Love's Edge
I completed the painting in the front hallway this week. I didn’t strip the old paint from the casings and baseboard there but I did scrape them. The last couple layers of paint were over a high gloss surface and the paint had no real purchase. It popped off easily. I cleaned the scrapped surfaces with TSP and followed that with a coat of Zinsser primer which adheres well to old paint.
Before I brushed on the primer, I addressed the edges. I mentioned in an earlier post that I like to break the sharp edges with a block plane. There are places where the scraping process itself left a sharp edge or damaged a corner. But mostly I bevel the edges because over 140 years they have been dinged by all manner of things passing through these doorways. How many times have pieces of furniture been moved back and forth? How many times did the vacuum cleaner knock against the casing as it was dragged or carried through the doorway? I know, just in two years, I’ve bumped against these casings many times as I’ve moved saw horses and arm loads of tools from one room to another. All of it has taken a toll on the integrity and form of the edge. It’s not that one notices the individual ding, what leaves an impression is the sense of damage and the loss of original intention. The accumulation of damage when combined with a lack of response, creates a climate of neglect. (You can follow one particular edge section shown above, as the work progresses.)
Sometimes the easiest and quickest path is the best. To take time to remove the casings would not only damage the casings further but would disturb the plaster behind them, which can lead to a major time sink. So I addressed the edges. Surface marks on the casings add character and reveal the nature of the material, while making a crisp bevel on the edge reveals the care that the old is being given here. And it makes a place for the light to gather and allows the hand to be comfortable in its touch. It is a simple thing, a gesture really, that speaks of renewal and possibility. It doesn’t remove all the damage, some is too deep, but it sets a line of intention.
Transformation isn’t erasure, in many ways, what was, remains. Transformation is the way love comes to damage done. Appearances may be similar after transformation, but the eye and the heart, and sometimes the hand, will find the signs of love’s work. A thing, a being, will be different deep down, and there will be marks of that difference on the surface.

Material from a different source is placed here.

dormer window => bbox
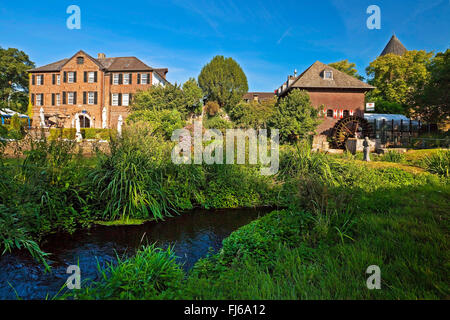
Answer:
[323,70,333,80]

Transformation is revealed in the way the light is tended and received, in the way the presenting edges reveal attention and care, in the way all our renewed edges meet the world.
Love and Peace, Glenn







Transformation- timely. Thank you-as always. 🙏🏼🕸️💜
I love the last 2 paragraphs in this piece—again, layers of metaphor here. And the images tell the story, too. There is a softness in the finished casing that speaks to the love it received. Thanks for sharing all of this.